The fundraiser was held at SnickerDoodle Kids Art, three weeks after Halbig opened the studio. In all, 14 adults and children participated in the paint party, which Halbig led and instructed.
The picture for the night was to be a guitar, with a “75” painted to look like a sticker in honor of the March of Dimes’ 75th year. The guitar itself “has no meaning other than just being fun,” Halbig says. “I made some new friends, had a wonderful time. I hope to do it again next year.”
Meanwhile, at first, Halbig didn’t know if her idea would become a reality.
The first person she contacted was Shawnda McNeal, a morning host on Hot 96-WSTO FM.
“I sent her a Facebook message, not sure if it would even be seen,” Halbig says. Yet McNeal responded almost immediately and volunteered to contact her friends “in the business.” The rest fell into place soon afterwards when a variety of local celebrities and civic leaders decided to participate as well.
The paint party included Halbig and her daughter, Kate; McNeal and her son, 4-year-old Howie; Jackie Monroe; Diane Douglas; Atom Smasher; Claire from HOT 96; Mike Ball, the division director of the local March of Dimes; Holly Pendleton of Holly’s House; Police Chief Billy Bolin of the Evansville Police Department and his son Eli, 10; and Kristen Tucker of Tucker Publishing Group and her son Maxwell, 14.
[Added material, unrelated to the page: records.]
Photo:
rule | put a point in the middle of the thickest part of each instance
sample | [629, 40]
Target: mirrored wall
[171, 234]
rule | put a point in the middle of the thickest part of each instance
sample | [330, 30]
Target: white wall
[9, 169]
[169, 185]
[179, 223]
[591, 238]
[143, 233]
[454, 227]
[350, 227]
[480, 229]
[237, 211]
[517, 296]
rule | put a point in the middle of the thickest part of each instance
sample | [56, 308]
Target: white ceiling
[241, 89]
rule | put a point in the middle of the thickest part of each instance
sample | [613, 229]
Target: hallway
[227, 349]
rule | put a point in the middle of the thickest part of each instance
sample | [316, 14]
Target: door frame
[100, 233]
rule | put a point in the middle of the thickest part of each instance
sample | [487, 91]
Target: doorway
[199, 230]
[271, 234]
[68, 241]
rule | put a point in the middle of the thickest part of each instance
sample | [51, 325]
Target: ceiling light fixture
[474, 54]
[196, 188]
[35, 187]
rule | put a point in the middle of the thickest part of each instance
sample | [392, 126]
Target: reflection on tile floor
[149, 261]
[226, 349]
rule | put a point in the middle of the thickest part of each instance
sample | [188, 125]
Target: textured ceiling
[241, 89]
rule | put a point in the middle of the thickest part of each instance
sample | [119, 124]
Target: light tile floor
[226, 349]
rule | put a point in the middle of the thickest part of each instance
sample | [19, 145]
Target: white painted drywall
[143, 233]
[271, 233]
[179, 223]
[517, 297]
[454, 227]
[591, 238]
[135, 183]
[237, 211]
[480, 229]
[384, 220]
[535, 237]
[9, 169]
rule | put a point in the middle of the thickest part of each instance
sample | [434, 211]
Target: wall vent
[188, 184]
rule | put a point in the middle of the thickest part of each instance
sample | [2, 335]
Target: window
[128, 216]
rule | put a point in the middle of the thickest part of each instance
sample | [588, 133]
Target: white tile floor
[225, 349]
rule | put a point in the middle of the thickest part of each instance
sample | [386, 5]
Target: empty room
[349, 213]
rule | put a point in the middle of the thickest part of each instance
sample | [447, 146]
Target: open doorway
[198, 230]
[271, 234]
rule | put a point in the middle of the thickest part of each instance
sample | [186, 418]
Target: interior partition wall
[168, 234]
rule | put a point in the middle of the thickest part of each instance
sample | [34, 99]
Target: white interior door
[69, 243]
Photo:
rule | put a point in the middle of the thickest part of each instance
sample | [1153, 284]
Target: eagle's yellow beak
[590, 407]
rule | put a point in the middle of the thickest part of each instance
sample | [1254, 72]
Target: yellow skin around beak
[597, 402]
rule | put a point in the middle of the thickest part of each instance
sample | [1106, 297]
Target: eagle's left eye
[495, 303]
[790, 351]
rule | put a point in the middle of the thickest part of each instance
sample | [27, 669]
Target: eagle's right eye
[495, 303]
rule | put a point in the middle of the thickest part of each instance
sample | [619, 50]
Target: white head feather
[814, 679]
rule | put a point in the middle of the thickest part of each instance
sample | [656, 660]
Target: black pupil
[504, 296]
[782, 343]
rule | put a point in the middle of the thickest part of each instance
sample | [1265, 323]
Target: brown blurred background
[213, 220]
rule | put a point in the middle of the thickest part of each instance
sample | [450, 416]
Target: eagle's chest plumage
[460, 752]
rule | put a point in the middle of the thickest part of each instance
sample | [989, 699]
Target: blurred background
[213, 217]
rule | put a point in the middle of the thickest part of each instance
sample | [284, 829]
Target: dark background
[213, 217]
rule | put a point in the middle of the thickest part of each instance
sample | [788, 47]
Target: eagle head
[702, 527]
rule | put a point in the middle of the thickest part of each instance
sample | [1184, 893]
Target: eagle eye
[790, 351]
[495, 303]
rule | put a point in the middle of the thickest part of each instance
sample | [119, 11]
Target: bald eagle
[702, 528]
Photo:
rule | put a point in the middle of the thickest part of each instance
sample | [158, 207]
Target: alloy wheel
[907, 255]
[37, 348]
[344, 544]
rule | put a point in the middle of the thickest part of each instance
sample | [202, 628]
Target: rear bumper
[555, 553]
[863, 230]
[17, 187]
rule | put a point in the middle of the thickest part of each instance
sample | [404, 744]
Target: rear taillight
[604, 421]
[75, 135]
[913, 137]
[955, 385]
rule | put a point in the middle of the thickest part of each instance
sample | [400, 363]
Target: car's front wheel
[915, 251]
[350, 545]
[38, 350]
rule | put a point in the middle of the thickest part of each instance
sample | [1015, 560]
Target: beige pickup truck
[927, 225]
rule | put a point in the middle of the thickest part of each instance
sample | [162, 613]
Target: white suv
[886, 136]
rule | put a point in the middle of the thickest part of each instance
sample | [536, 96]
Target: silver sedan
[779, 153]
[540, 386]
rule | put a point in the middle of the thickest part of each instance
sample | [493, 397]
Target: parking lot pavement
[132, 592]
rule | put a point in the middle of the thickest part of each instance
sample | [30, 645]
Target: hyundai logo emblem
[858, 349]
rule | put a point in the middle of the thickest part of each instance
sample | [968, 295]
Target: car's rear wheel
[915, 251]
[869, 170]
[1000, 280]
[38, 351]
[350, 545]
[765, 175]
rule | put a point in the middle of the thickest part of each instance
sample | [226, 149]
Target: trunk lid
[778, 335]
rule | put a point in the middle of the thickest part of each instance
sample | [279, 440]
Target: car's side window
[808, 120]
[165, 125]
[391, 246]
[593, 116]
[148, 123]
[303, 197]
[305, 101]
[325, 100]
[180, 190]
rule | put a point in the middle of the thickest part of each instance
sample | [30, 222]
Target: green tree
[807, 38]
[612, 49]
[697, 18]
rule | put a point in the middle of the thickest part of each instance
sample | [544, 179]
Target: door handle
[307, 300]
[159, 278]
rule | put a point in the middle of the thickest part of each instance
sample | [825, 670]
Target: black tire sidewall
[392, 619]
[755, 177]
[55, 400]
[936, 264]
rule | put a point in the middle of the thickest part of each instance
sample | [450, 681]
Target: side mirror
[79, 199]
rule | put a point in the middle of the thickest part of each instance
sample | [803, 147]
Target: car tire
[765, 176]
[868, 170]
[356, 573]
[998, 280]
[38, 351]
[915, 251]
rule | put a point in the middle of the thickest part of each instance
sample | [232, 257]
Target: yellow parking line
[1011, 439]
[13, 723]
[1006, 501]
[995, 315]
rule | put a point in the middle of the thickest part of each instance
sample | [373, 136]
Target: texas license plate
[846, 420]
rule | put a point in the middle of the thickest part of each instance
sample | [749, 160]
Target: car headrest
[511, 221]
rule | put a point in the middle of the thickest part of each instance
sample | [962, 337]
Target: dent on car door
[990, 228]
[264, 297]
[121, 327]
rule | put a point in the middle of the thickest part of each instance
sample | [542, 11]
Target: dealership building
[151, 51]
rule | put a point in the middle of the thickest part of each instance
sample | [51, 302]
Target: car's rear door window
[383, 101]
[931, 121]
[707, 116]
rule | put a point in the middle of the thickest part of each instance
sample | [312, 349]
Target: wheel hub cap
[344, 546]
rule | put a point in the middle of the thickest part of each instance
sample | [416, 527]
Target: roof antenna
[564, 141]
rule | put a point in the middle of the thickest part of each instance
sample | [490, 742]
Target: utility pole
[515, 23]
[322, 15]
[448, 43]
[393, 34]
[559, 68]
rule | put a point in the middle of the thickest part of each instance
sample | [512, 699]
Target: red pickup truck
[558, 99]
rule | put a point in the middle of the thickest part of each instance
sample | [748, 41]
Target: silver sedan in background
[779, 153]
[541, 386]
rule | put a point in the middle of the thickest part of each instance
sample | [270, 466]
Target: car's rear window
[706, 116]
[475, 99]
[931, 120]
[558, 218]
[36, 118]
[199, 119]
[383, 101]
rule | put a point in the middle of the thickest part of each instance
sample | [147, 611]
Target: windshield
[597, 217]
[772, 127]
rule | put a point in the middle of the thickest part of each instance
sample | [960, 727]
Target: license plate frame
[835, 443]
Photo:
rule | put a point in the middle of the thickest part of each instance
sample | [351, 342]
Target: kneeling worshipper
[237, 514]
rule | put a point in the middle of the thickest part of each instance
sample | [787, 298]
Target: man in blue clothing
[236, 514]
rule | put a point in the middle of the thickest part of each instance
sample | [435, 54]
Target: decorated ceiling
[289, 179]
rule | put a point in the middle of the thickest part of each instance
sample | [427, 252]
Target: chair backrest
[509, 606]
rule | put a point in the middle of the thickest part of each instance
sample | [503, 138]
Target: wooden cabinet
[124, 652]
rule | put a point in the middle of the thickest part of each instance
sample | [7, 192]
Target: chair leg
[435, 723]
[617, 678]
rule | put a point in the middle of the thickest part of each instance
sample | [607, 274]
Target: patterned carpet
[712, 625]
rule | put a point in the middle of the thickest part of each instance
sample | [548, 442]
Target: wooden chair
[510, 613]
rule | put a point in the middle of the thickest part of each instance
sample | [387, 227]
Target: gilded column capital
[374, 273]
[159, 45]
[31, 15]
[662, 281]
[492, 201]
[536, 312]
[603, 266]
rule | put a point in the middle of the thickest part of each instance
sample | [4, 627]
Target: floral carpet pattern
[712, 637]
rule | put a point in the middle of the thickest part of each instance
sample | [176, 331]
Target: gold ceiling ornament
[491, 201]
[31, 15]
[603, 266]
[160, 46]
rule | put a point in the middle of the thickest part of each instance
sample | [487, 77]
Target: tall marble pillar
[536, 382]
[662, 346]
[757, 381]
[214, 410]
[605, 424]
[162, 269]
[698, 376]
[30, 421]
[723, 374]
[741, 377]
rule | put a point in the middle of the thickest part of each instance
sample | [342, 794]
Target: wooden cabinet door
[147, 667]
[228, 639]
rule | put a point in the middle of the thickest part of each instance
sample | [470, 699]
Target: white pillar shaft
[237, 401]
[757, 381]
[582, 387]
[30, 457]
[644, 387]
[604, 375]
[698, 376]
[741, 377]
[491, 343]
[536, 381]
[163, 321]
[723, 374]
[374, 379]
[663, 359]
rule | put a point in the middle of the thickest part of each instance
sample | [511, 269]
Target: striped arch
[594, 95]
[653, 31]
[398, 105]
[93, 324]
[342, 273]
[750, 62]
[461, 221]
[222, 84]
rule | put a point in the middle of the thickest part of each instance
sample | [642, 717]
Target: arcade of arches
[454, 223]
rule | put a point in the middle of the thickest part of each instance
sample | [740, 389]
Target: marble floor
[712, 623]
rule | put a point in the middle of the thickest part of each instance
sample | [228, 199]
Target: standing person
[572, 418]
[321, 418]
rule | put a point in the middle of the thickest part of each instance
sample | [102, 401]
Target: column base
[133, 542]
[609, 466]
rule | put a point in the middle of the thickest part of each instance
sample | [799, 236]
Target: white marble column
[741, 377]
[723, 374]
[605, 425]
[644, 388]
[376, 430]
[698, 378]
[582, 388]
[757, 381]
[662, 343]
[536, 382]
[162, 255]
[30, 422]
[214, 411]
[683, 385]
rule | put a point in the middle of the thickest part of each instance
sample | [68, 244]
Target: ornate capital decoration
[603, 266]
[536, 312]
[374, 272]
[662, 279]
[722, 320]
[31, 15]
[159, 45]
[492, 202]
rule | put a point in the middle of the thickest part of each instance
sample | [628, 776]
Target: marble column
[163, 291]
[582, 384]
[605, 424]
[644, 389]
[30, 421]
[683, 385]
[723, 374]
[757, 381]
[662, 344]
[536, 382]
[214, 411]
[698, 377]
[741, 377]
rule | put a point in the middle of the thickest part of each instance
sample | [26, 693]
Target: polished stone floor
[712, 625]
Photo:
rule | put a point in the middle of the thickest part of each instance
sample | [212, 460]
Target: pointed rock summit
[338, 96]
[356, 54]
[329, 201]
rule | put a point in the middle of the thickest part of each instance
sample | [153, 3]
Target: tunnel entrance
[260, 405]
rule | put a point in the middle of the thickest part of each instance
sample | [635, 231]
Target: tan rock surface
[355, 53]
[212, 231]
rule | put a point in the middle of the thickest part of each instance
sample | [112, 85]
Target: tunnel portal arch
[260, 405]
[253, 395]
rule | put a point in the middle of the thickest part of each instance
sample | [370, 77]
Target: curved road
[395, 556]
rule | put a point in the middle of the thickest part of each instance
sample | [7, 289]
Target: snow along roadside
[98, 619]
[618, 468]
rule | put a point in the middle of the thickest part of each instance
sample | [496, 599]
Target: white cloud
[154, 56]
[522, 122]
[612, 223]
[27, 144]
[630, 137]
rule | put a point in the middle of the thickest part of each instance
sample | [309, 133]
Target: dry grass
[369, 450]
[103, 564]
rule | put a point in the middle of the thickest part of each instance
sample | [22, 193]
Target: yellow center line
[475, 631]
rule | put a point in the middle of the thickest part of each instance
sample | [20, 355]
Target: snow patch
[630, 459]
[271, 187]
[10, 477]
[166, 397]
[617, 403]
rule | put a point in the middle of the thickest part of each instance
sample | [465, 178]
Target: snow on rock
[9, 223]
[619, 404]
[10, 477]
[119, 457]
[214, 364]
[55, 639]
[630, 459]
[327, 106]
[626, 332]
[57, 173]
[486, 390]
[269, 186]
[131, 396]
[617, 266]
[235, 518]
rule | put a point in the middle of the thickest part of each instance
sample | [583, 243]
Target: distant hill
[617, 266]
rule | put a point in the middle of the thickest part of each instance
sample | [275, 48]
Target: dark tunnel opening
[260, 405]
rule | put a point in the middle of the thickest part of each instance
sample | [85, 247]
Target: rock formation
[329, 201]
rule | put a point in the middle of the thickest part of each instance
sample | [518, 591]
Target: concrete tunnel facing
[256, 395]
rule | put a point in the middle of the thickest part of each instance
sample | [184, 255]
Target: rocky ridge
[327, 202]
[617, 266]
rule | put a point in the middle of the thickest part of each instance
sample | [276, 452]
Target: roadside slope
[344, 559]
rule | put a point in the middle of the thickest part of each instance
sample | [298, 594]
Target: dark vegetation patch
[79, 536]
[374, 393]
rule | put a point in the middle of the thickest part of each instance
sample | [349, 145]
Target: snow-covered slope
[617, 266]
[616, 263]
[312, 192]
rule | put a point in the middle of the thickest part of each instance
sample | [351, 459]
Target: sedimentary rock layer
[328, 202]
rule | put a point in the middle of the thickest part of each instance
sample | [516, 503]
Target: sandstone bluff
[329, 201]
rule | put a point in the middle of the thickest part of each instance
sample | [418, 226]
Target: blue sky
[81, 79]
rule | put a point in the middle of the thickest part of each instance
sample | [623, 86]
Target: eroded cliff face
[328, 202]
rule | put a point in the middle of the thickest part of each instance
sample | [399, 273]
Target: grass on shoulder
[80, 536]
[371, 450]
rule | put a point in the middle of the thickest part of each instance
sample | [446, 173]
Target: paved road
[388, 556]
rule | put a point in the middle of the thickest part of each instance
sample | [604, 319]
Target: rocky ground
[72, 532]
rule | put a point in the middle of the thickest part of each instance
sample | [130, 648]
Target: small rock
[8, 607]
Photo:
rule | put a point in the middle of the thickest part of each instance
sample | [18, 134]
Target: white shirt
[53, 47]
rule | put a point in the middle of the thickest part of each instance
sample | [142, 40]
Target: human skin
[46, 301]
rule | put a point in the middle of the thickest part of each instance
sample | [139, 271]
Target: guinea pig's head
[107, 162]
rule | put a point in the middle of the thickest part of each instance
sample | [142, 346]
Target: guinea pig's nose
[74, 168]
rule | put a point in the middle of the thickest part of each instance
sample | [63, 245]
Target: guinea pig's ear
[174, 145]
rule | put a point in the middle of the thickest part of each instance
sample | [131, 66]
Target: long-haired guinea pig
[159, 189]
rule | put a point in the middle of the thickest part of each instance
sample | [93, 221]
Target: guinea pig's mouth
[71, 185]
The party was an overall success for both Halbig and the March of Dimes. But in the end, Halbig says it’s not about the money.
“No matter how much money we raised, the thousands of people that came in contact with the information through this process makes a world of difference,” Halbig says. “The funding of the March of Dimes (enabled) the research to help cure polio. This is next on our list. We’re going to figure out what causes pre-labor and delivery so families don’t have to go through this.”